RMDL – Week 6

Varying effects II

1 Introduction

Warning

When working through these tutorials, make sure you are in the course Quarto Project you created.

You know you are in a Quarto Project because you can see the name of the Project in the top-right corner of RStudio, next to the light-blue cube icon.

If you see Project (none) in the top-right corner, that means you are not in a Quarto Project.

To make sure you are in the Quarto project, you can open the project by going to the project folder in File Explorer (Win) or Finder (macOS) and double click on the .Rproj file.

In this tutorial you will run a Bayesian model with the data from Martin 2020 (DOI 10.1177/0956797620931108). You can get the data by downloading the zip file with all the data from this course. The Martin 2020 data is in martin2020/data_anonymized. The file martin2020/data_anonymized/README.txt contains information on the columns found in the data. You will have to bind the English and Kîîtharaka data.

Filter the data to have only “post-pre” trials (trial_type) and address the following research question:

Do both English and Kîîtharaka show a preference for post-changed items (i.e. greater accuracy) in both conditions (words and shapes)?

Does the model converge (or did you get a warning about divergent transitions, convergence, ESS being too low)?

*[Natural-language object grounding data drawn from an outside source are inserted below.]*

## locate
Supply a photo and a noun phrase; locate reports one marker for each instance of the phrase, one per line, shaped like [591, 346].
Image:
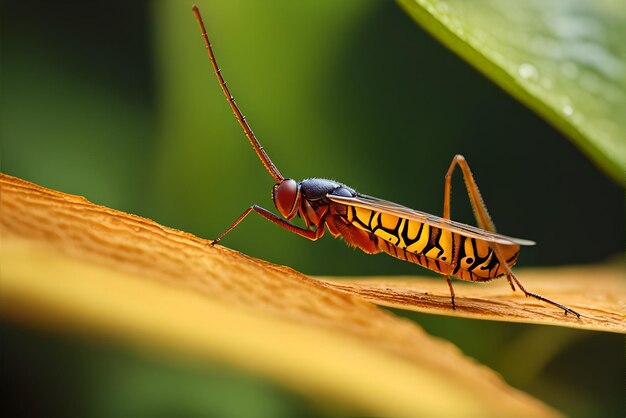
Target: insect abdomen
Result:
[435, 248]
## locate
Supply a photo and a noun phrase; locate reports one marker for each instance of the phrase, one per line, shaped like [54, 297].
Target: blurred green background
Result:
[116, 101]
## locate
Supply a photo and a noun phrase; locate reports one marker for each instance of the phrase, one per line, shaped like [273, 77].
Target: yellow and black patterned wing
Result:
[384, 206]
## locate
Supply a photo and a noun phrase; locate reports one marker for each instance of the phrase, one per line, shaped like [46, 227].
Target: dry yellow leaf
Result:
[598, 293]
[70, 264]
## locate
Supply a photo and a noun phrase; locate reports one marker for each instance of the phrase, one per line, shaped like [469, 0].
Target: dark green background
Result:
[116, 101]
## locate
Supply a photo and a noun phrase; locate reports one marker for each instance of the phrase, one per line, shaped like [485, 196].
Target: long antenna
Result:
[265, 159]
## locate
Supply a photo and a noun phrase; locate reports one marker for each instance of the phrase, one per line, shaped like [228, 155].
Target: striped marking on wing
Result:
[384, 206]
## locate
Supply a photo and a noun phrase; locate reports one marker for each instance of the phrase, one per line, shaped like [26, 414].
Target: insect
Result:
[374, 225]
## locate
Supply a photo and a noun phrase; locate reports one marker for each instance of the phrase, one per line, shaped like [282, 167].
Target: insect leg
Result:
[511, 276]
[478, 205]
[306, 233]
[451, 291]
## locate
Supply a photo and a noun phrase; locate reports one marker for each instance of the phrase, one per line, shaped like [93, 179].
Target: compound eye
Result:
[285, 196]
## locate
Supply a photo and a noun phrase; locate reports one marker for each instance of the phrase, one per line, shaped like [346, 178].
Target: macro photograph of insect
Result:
[443, 183]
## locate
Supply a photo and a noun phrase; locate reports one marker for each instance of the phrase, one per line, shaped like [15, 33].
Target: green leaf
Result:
[565, 59]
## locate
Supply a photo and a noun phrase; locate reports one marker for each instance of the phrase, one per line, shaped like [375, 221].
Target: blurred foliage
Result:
[563, 58]
[116, 101]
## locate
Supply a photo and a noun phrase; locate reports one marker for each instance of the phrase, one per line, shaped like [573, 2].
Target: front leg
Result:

If it did not converge, the warning includes the following suggestions, related to the MCMC algorithm:

  • Increase the number of iterations (2000 by default): for example, iter = 4000.
  • Increase adapt_delta (number between 0 and 1, 0.8 by default): for example, control = list(adapt_delta = 0.9999).
  • Increase max_treedepth (10 by default): for example, control = list(max_treedepth = 15).
  • Specify more informative priors. You might have not covered priors in QML, but if you did, you can specify weakly informative priors (the default prior are uninformative).